\(\newcommand{L}[1]{\| #1 \|}\newcommand{VL}[1]{\L{ \vec{#1} }}\newcommand{R}[1]{\operatorname{Re}\,(#1)}\newcommand{I}[1]{\operatorname{Im}\, (#1)}\)
Inverse of a diagonal matrix
Let’s say we have a shape (2, 2) diagonal matrix:
\[\begin{split}\newcommand{A}{\boldsymbol A}
\newcommand{AI}{\boldsymbol A^{-1}}
\newcommand{L}{\boldsymbol L}
\newcommand{I}{\boldsymbol I}
\A =
\begin{bmatrix}
p & 0 \\
0 & q
\end{bmatrix}\end{split}\]
We want to find \(\AI\), the left inverse of \(\A\), such that:
\[\I = \AI \A\]
where \(\I\) is a shape (2, 2) identity matrix:
\[\begin{split}\I =
\begin{bmatrix}
1 & 0 \\
0 & 1
\end{bmatrix}\end{split}\]
As always when trying to find the inverse, we are solving a system of
simultaneous equations.

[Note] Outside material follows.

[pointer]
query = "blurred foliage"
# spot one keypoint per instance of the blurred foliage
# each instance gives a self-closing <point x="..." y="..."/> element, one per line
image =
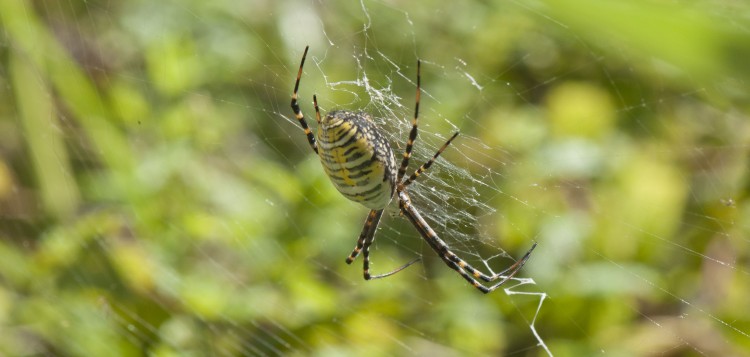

In the case of a diagonal matrix, the equations are
easier to solve because of the zeros off the diagonal.
Write \(\AI\) as:
\[\begin{split}\AI =
\begin{bmatrix}
a & b \\
c & d
\end{bmatrix}\end{split}\]
From the definition of matrix multiplication, we now have:
\[\begin{split}\I = \AI \A =
\begin{bmatrix}
a & b \\
c & d
\end{bmatrix}
\begin{bmatrix}
p & 0 \\
0 & q
\end{bmatrix}
=
\begin{bmatrix}
a p + b 0 & a 0 + b q \\
c p + d 0 & c 0 + d q
\end{bmatrix}\end{split}\]
Comparing \(\I\) with this result, we have:
\[\begin{split}1 = a p + b 0 \\
0 = a 0 + b q \\
0 = c p + d 0 \\
1 = c 0 + d q\end{split}\]
From the central two equations, \(b = c = 0\). Substituting, we have:
\[\begin{split}1 = a p \implies a = \frac{1}{p} \\
1 = d q \implies d = \frac{1}{q} \\\end{split}\]
\[\begin{split}\AI =
\begin{bmatrix}
\frac{1}{p} & 0 \\
0 & \frac{1}{q}
\end{bmatrix}\end{split}\]
This result generalizes for any shape (\(n, n\)) diagonal matrix. To see this,
consider a shape (3, 3) or larger diagonal matrix, its inverse and the
identity. Each zero in the identity matrix requires a zero in the
corresponding position in the inverse, otherwise the corresponding row /
column dot product will pick up a non-zero value from the diagonal.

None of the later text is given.